Which Is Better: Faucet Filter or Pitcher Filter?
If you’re researching water filters, the first thing you’ll learn is how many of them are on the market right now. Indeed, when it comes to making your water tastier and healthier, there is no end to the number of systems you can choose from.
Some systems use basic charcoal filters and some use a chemical process that gets rid of the contaminants before they get to the water, but in the end, the question you’ll likely ask yourself is, should I choose a faucet filter or pitcher filter?
What Are the Differences?
Filters made to filter water can be attached to either your tap or to a pitcher, and the choice you make in the end has a lot to do with what you expect these water filtration systems to do in the first place.
If you want your water to taste better and nothing else, a pitcher with a filter system in it might be all you need.
These pitchers are effective, but do nothing to filter the water you bathe or wash clothes with. Still, if you want to clean your drinking water only, a pitcher is a good solution.

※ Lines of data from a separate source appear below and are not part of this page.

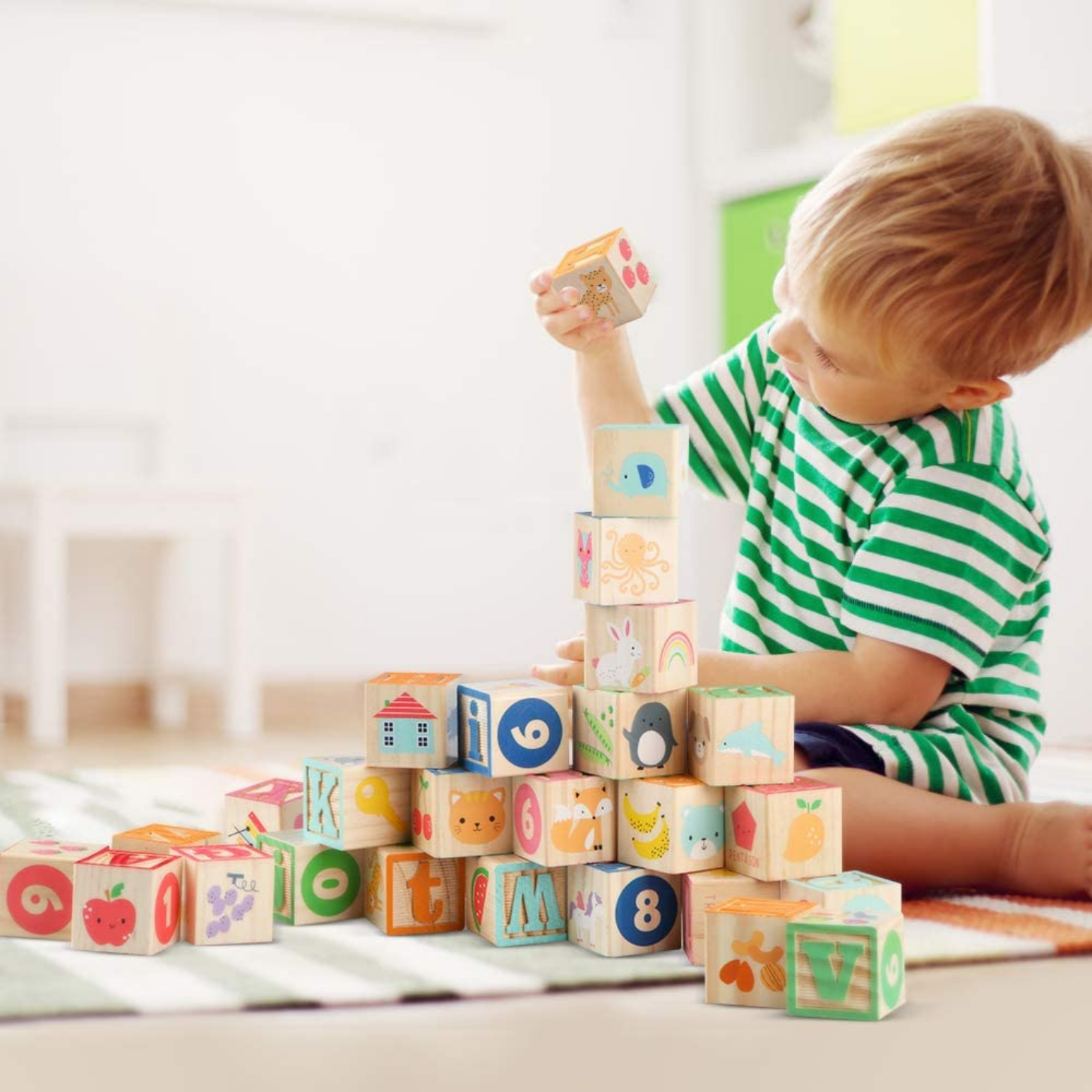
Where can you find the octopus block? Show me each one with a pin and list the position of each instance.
(745, 952)
(617, 734)
(781, 832)
(515, 726)
(609, 275)
(618, 910)
(352, 806)
(36, 888)
(742, 735)
(843, 970)
(511, 901)
(673, 825)
(638, 470)
(125, 902)
(408, 892)
(648, 648)
(228, 895)
(564, 818)
(456, 814)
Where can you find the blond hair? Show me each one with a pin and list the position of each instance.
(962, 242)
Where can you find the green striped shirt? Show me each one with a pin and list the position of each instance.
(924, 532)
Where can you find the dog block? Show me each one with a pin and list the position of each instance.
(564, 818)
(609, 275)
(673, 825)
(36, 887)
(745, 952)
(127, 902)
(621, 910)
(410, 720)
(458, 814)
(638, 470)
(312, 883)
(782, 832)
(844, 970)
(515, 726)
(648, 648)
(350, 805)
(511, 901)
(742, 735)
(408, 892)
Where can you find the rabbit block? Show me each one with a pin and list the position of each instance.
(621, 910)
(127, 902)
(617, 734)
(36, 887)
(745, 952)
(742, 735)
(647, 648)
(515, 726)
(410, 720)
(227, 895)
(564, 818)
(511, 901)
(782, 832)
(844, 970)
(408, 892)
(458, 814)
(312, 883)
(638, 470)
(624, 559)
(672, 825)
(609, 275)
(350, 805)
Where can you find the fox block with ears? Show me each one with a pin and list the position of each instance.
(564, 818)
(671, 825)
(456, 814)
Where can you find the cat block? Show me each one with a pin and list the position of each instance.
(408, 892)
(36, 887)
(515, 726)
(671, 825)
(841, 969)
(410, 720)
(638, 470)
(742, 735)
(782, 832)
(458, 814)
(564, 818)
(648, 648)
(618, 734)
(127, 902)
(511, 901)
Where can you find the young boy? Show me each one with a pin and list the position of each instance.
(892, 568)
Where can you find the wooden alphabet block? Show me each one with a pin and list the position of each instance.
(648, 648)
(619, 910)
(511, 901)
(36, 887)
(673, 825)
(617, 734)
(408, 892)
(410, 720)
(609, 275)
(564, 818)
(779, 832)
(638, 470)
(745, 952)
(515, 726)
(348, 805)
(456, 814)
(843, 970)
(742, 735)
(125, 902)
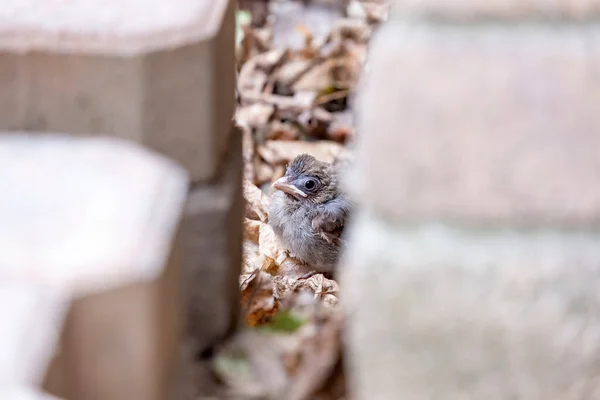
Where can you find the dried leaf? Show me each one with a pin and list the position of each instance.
(257, 203)
(251, 230)
(269, 245)
(320, 353)
(257, 299)
(282, 152)
(254, 115)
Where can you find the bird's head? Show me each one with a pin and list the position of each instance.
(308, 180)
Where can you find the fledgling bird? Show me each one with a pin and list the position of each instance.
(308, 212)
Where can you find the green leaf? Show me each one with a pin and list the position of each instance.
(283, 321)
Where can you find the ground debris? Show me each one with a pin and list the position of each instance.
(299, 63)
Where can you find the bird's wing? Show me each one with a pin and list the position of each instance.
(330, 219)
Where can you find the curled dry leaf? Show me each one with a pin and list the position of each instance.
(251, 366)
(282, 152)
(319, 353)
(323, 289)
(257, 203)
(254, 116)
(252, 230)
(269, 245)
(258, 303)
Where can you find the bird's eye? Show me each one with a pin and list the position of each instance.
(311, 185)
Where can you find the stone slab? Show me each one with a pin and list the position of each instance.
(122, 344)
(439, 312)
(156, 72)
(212, 252)
(485, 124)
(91, 221)
(473, 10)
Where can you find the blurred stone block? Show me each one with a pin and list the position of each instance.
(451, 313)
(482, 124)
(498, 9)
(32, 319)
(212, 251)
(92, 220)
(473, 265)
(123, 343)
(159, 72)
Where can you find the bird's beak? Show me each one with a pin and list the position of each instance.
(283, 185)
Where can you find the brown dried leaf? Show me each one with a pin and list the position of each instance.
(319, 354)
(257, 300)
(277, 152)
(269, 245)
(251, 258)
(316, 79)
(264, 172)
(254, 115)
(257, 203)
(251, 230)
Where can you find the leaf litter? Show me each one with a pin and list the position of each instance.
(298, 67)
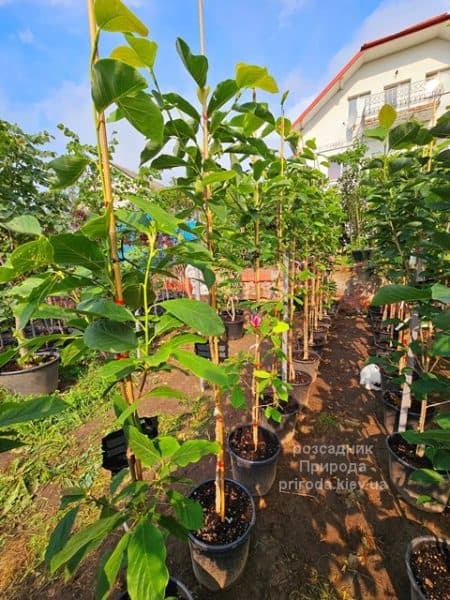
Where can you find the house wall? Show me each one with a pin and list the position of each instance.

Both faucets and pitchers that clean water use filters that need to be replaced, so you’ll want to check the price of these filters so you can get some idea of how much you’ll be spending on them in the future. This alone could make a difference and help you decide which system to choose.
The good news is, most filters are very affordable, and the more expensive ones usually last much longer than those that cost less, so overall you usually don’t spend a lot of money on water filters.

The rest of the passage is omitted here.